Artist Talk & Opening Celebration

Thursday, August 17, 6 p.m.

Register



Bar Opens 5:30 p.m. | Artist talk 6 p.m. | Reception 7 p.m.

Seating is first come, first served.

Join us for an evening celebrating the eighth annual Atrium Project installation, Sarah Zapata: So the roots be known.

New York-based artist Sarah Zapata (Peruvian American, born 1988) creates vibrant and inviting site-specific installations. In her practice, she sources familiar materials—such as acrylic yarn and natural fibers—and traditional artforms including weaving, coiling, sewing, and latch hooking, to articulate the intersections of her plural identities: the daughter of a Peruvian immigrant; a first generation American born in Texas; and a queer woman raised in an Evangelical household.
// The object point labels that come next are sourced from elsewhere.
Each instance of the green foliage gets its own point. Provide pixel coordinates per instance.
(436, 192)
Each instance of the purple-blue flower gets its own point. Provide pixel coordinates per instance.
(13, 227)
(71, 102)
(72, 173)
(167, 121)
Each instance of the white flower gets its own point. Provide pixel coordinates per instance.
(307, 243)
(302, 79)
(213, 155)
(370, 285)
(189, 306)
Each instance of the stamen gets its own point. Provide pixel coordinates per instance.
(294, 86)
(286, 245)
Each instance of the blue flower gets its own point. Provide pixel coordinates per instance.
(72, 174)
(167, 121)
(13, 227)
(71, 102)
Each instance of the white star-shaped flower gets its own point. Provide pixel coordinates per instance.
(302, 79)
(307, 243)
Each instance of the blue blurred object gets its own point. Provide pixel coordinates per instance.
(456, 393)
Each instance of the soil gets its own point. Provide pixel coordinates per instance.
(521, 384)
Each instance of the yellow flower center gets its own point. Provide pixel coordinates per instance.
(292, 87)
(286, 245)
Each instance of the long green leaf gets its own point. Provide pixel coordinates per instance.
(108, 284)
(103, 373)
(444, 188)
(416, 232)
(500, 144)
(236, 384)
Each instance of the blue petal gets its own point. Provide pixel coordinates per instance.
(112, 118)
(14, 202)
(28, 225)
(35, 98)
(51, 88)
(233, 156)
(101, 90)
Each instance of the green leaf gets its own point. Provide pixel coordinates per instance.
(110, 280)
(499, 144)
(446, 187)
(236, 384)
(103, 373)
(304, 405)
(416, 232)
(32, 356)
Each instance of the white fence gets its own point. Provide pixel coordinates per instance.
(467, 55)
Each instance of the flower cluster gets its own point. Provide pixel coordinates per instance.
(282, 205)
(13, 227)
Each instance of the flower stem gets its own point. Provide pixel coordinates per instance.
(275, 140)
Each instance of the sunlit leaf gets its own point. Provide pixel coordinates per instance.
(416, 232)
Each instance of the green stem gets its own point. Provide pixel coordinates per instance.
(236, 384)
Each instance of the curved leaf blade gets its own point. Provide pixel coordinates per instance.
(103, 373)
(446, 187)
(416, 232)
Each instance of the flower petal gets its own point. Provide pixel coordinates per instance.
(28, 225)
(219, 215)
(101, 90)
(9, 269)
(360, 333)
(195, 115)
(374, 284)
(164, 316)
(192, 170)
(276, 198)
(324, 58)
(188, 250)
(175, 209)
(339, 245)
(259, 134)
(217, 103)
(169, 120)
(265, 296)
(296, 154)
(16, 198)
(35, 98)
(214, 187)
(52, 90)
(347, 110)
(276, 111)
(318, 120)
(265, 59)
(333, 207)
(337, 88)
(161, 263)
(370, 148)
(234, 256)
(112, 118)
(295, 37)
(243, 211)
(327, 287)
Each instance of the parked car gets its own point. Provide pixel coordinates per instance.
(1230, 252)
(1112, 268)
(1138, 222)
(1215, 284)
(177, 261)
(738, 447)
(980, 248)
In So the roots be known, Zapata centers local lesbian and feminist histories from her research at the Gay and Lesbian Archive of Mid-America at the University of Missouri–Kansas City. In part, this installation pays homage to Womontown, a group of primarily queer women who established a revolutionary community in the Longfellow (Dutch Hill) neighborhood of Kansas City in the late 1980s. Zapata’s use of abstracted tulip forms and shades of lavender draw inspiration from the Womontown banner while simultaneously evoking histories of queer resistance, as the color lavender came to be associated with gay and lesbian communities, and thus stigmatized, in the mid-twentieth century. Ladders—a recurring motif in Zapata’s work alluding to ideas of fantasy and transitional spaces—here make reference to the national lesbian magazine The Ladder (1956–1970), founded by the Daughters of Bilitis and later operated remotely by recognized writer and publisher Barbara Grier in Kansas City.